WASHINGTON (Reuters) – Jeff Bezos’ space tourism venture Blue Origin completed its fifth crewed launch on Saturday after a New Shepard rocket’s back-up system that had not met expectations delayed the voyage last month.
Blue Origin’s fourth flight landed successfully in March in west Texas after taking six passengers for a 10-minute journey to the edge of space.
“It was an honor to fly this special crew of explorers and true pioneers today,” said Phil Joyce, Senior Vice President for New Shepard.
“Each mission is an opportunity to provide another six people the life-changing experience of witnessing the beauty and fragility of our planet from space.”

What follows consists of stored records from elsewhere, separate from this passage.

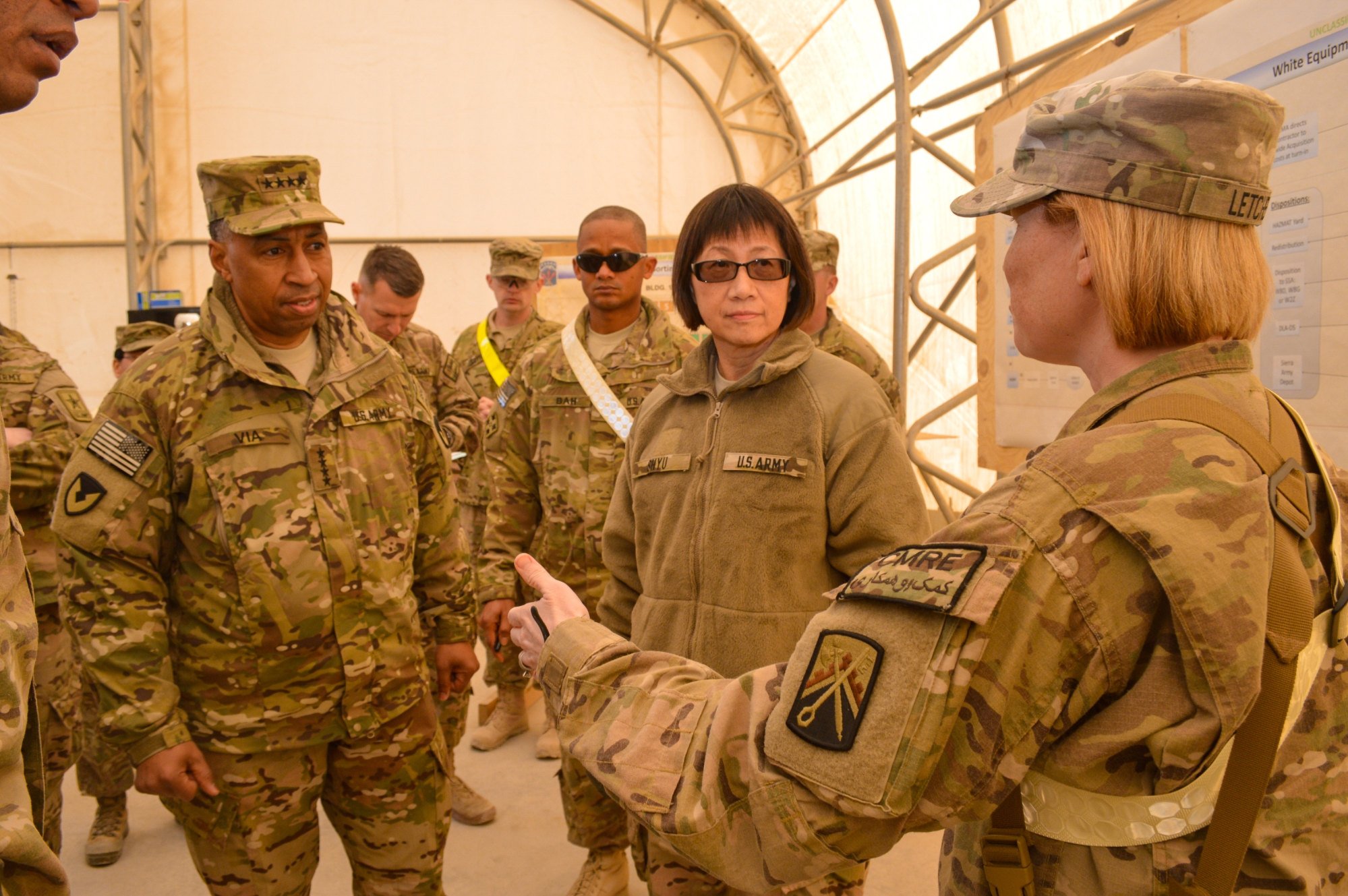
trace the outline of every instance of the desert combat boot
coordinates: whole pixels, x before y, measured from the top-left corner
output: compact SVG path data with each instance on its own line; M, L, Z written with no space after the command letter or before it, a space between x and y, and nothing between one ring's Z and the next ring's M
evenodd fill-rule
M491 825L496 821L496 807L491 800L454 775L449 780L450 817L464 825Z
M496 709L492 710L487 724L473 732L469 744L473 749L491 750L527 730L528 713L524 710L524 689L501 684L496 689Z
M592 849L566 896L627 896L627 850Z
M127 822L127 795L100 796L98 811L89 826L89 841L85 843L85 861L94 868L112 865L121 858L121 845L129 830Z

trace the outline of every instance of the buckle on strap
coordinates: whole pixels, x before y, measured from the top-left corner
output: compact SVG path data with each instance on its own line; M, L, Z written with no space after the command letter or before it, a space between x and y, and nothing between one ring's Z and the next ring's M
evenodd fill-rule
M992 896L1034 896L1034 865L1024 831L993 827L983 835L981 853Z
M1308 523L1302 525L1297 520L1287 516L1287 513L1279 505L1281 492L1278 486L1282 481L1293 472L1301 473L1301 482L1306 486L1306 517ZM1273 476L1268 477L1268 504L1273 507L1274 516L1286 523L1287 528L1299 535L1304 539L1310 539L1310 535L1316 531L1316 496L1310 492L1310 477L1306 476L1306 468L1301 465L1297 458L1287 458L1283 461ZM1297 509L1295 507L1293 508ZM1301 511L1297 511L1301 515Z

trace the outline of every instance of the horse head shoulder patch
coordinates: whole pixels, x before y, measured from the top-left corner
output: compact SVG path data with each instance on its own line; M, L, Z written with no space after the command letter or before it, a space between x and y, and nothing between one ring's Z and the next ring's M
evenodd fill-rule
M864 635L820 632L786 726L816 746L852 749L883 660L884 648Z
M62 497L62 509L66 516L80 516L98 507L98 501L108 494L106 486L88 473L80 473L66 486Z

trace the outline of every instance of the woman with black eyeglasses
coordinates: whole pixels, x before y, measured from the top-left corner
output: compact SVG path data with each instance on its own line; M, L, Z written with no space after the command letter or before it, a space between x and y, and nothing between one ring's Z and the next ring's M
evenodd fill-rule
M814 305L810 263L771 194L731 185L698 202L674 302L710 337L636 415L604 524L599 618L735 676L789 659L822 594L921 542L926 509L884 392L797 329ZM651 893L725 892L667 843L648 838L644 861L635 843ZM859 865L778 892L855 896L864 877Z

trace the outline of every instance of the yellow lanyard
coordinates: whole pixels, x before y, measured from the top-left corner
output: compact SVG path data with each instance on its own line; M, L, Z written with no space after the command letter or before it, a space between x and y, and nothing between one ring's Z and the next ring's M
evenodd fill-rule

The company’s suborbital joyride lasts about 10 minutes from liftoff to touchdown and hits an altitude of about 350,000 feet (106 km), treating passengers to a few moments of weightlessness before a descent back to Earth for a parachute landing.
It forms part on an ongoing effort by a handful of companies including Elon Musk’s SpaceX and Richard Branson-founded Virgin Galactic that are striving to make space travel a reality.
So far, Axiom, SpaceX and NASA have touted such missions as a milestone in the expansion of privately funded space-based commerce, constituting what industry insiders call the “low-Earth orbit economy,” or “LEO economy” for short.
The International Space Station (ISS) has hosted several wealthy space tourists over the years.
Analysts applauded Saturday’s latest series of ambitious rocket-powered expeditions bankrolled by private investment capital and wealthy passengers rather than taxpayer dollars six decades after the dawn of the space age.